The point: a generic realm, connected by configuration
Here is the sense of the whole thing. The hosts are generic. The provider is specific. The seam between them is configuration, not code.
- A scene declares which components it mounts, which surfaces they claim, and which context-drop targets accept which refs.
- A provider declares its namespace, schema, capabilities, presentation, and ReAct rendering policy.
- Presentation and actions come from the provider/config — never from frontend hardcoding. Change the policy, and every host reflects it.
That is why a new realm can join the network without anyone editing the scene, the canvas, the chat, or the agent. You connect a generic realm to its providing app with configuration, and the whole network — humans and agents — can use it.
A walk through the live scene
The current site composes four realms into one page; each shows a different mix of planes:
- Usage Card — subscribes to the
accounting.usageevent and refreshes from/api/economics/me/budget-breakdown. Event-driven refresh instead of blind polling. - Stats — reads
operations/dashboard_data, receives thekdcube.stats.snapshotevent, and is fed by a scheduled job. Cron + Event Bus + API working together. - Chat / ReAct — accepts dropped context and uses named services to inspect and act on other realms. User intent meets provider operations.
- Pinboard / Canvas — holds object refs and provenance from any realm, without owning any provider's semantics.
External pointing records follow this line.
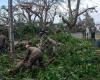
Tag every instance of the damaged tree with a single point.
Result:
(74, 14)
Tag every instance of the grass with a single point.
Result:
(75, 60)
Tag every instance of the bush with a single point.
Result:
(76, 60)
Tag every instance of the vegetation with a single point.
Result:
(75, 60)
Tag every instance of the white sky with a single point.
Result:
(84, 3)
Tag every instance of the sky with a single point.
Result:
(84, 4)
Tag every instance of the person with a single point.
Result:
(87, 32)
(34, 56)
(3, 42)
(93, 29)
(83, 33)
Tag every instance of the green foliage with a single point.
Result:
(75, 60)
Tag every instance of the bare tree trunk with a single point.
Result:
(11, 34)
Composition, not duplication.
Four apps, one scene, no host that knows what any realm "is."
Provider checklist
To turn your app into a named-service provider:
- Define a canonical object_ref format and own its grammar.
- Implement the provider-owned schema; expose search / get / resolve / action / upsert where they make sense.
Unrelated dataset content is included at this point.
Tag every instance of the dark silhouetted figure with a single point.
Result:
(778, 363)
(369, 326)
- Return presentation metadata with objects, and capabilities/actions from the resolver — not from the ref prefix.
- Emit events for important changes; provide a block-production / rendering policy for ReAct.
- Preserve provenance end to end.
Configuration checklist
To connect the realm into the network:
- Declare the app's runtime, namespace, events, and data scope.
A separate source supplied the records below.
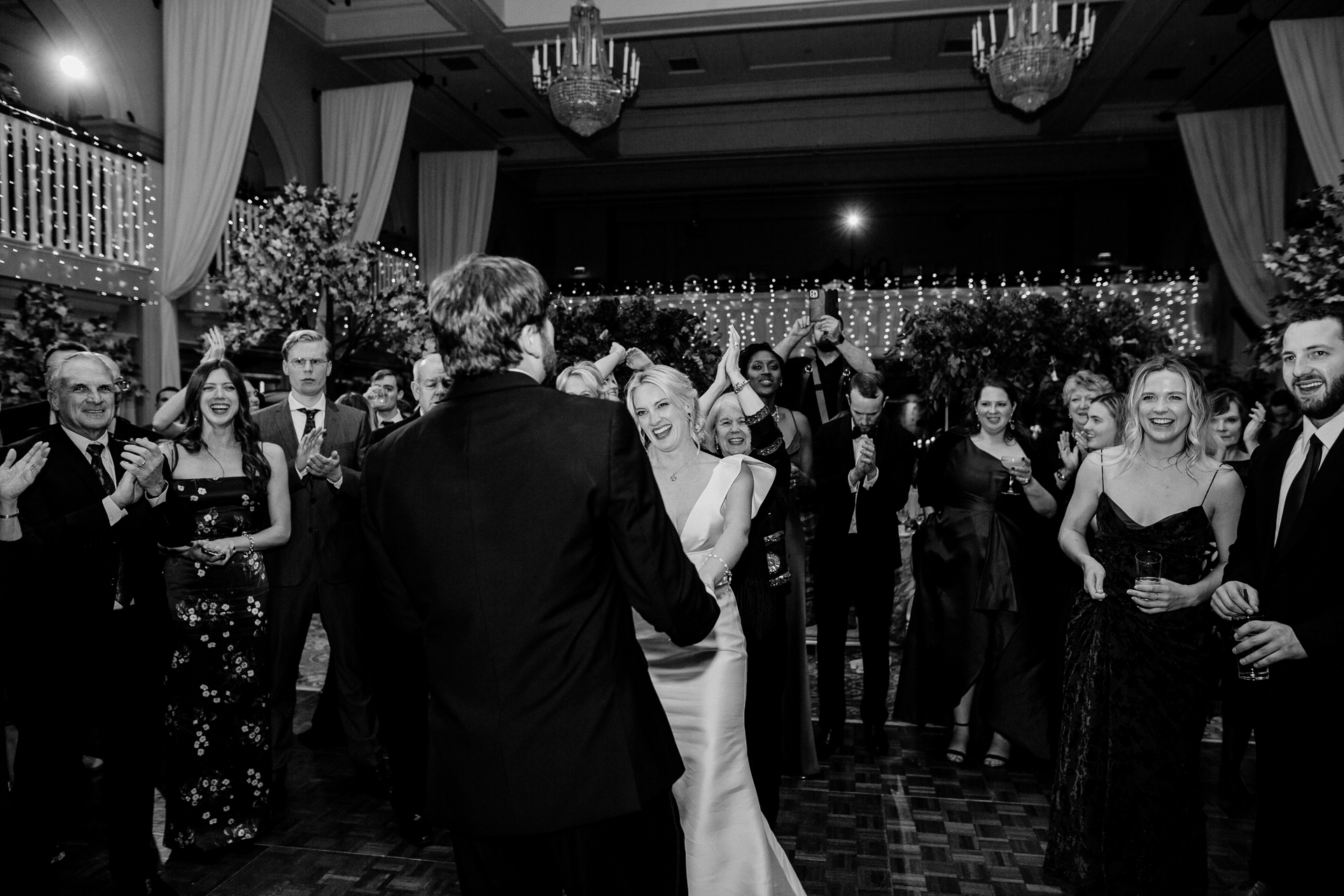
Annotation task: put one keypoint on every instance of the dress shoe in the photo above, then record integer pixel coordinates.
(832, 739)
(375, 780)
(414, 830)
(1250, 888)
(875, 738)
- Register API/MCP operations and any scheduled jobs.
- Configure scene surfaces and context-drop targets where relevant.
- Wire the named-services client so hosts can reach the provider.
- Keep presentation and actions in provider/config, not in the frontend.
What to build first
If you're starting today, build in this order — each step is independently valuable:
- Emit one event for your most important change. You're now observable.
- Expose one API/MCP operation. You're now callable.
- Stand up a minimal provider:
about,schema,search,get. Your objects are now explorable. - Add
resolve+action. Your objects are now actionable by agents and UI. - Declare a scene surface and a context-drop target. Your realm is now part of the composed experience.
Most of that is interface and configuration — not new infrastructure.
The full picture: realms, boundaries, and the network
Put it together and the boundaries become clear. A runtime hosts a scene, a set of provider realms, and the planes that connect them. The host composes; the providers own their domains; object refs and provenance flow between them. And because the unit is an opaque object ref and the interface is generic, the boundary of "what an agent or a user can reach" is not one app — and not even one KDCube. One runtime can reach another runtime's realms through the very same named-services interface.
That is the semantic scale of the model: connect a realm with configuration, and it joins not just one app's world but a network of runtimes — every app's domain reachable by agents and people across boundaries, with no host ever learning any realm's internals.
Closing
A normal app solves one problem well. A connected app becomes a reusable, observable, actionable realm — something an agent can search and act on, a user can pin and cite, and a scene can compose next to other realms. KDCube's job is to make that connection mostly a matter of exposing a generic surface and declaring some configuration. Expose the realm; the network does the rest.